The Democrats are likely to nominate 72-year-old Patty Judge because they want to energize the youth vote against 82-year-old Grassley. I'd say, "Never change, Iowa," but that seems pretty moot, considering the circumstances.

Grassley's probably going to come through 2016 okay…

The latest Des Moines Register/Mediacom Iowa Poll -- which was conducted Feb. 21-24, as the court controversy was unfolding -- shows Grassley's approval rating holding steady at 57 percent, while just 28 percent say they disapprove of the job he's doing.

. . . but his willingness to take the criticism for this stance is worth noting for two reasons. First, there was a time when Grassley was more likely to be more conciliatory to President Obama, to be seen as "bipartisan" and so on. He was perceived as a "moderate," voted to confirm Eric Holder, and was, for a while, trying to work out a compromise version of the Affordable Care Act. Years of Obama being Obama, trolling and mocking and ignoring Congress, have demonstrated to Grassley there's no point in trying to appear "bipartisan" or conciliatory.
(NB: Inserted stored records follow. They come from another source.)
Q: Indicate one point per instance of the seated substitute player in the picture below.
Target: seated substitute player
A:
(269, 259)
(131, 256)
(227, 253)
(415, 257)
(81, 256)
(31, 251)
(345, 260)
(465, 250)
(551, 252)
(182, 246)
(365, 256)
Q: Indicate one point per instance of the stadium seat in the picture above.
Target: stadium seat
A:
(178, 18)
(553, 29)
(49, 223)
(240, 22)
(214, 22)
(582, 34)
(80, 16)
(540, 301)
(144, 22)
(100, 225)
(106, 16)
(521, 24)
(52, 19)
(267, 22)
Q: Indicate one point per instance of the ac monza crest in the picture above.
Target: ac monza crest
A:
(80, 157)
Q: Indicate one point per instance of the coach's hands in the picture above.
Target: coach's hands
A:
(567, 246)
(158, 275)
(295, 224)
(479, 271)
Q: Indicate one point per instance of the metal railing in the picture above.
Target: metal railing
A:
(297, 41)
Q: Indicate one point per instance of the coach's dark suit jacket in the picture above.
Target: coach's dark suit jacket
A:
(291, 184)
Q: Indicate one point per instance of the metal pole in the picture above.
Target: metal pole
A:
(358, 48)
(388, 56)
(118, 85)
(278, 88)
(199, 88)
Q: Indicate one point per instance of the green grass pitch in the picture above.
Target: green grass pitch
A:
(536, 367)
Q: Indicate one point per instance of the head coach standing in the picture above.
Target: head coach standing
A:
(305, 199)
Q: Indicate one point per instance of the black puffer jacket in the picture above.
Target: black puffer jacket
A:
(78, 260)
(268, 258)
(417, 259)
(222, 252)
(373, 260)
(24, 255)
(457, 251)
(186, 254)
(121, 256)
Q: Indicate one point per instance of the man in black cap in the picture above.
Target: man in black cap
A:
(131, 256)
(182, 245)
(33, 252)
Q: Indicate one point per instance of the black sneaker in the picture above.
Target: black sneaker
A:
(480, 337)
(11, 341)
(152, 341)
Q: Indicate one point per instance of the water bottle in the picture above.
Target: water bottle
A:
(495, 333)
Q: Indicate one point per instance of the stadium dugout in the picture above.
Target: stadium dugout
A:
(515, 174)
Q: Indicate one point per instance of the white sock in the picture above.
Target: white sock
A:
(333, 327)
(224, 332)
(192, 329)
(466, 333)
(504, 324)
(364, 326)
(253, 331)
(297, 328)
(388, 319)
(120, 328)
Second, if there were signs Grassley was willing to hold hearings or support an Obama nominee, the conservative grassroots would raise hell and support a primary challenger. So if there's willingness to denounce and punish deviations from the conservative position, why isn't there corresponding willingness to praise and support a lawmaker who takes the conservative position, particularly when it's tough?

ADDENDA: Jonathan Chait cheered Trump's rise a month ago, believing it would expose the dark side of the Republican party. Now he's realizing just what he's been cheering for:

My previous view of Trump was as a kind of vaccine. The Republican Party relies on the covert mobilization of racial resentment and nationalism. Trump, as I saw it, was bringing into the open that which had been intentionally submerged. It seemed like a containable dose of disease, too small to take over its host, but large enough to set off a counter-reaction of healthy blood cells. But the outbreak of violence this weekend suggests the disease may be spreading far wider than I believed, and infecting healthy elements of the body politic.

I remain convinced that Trump cannot win the presidency. But what I failed to account for was the possibility that his authoritarian style could degrade American politics even in defeat. There is a whiff in the air of the notion that the election will be settled in the streets -- a poisonous idea that is unsafe in even the smallest doses.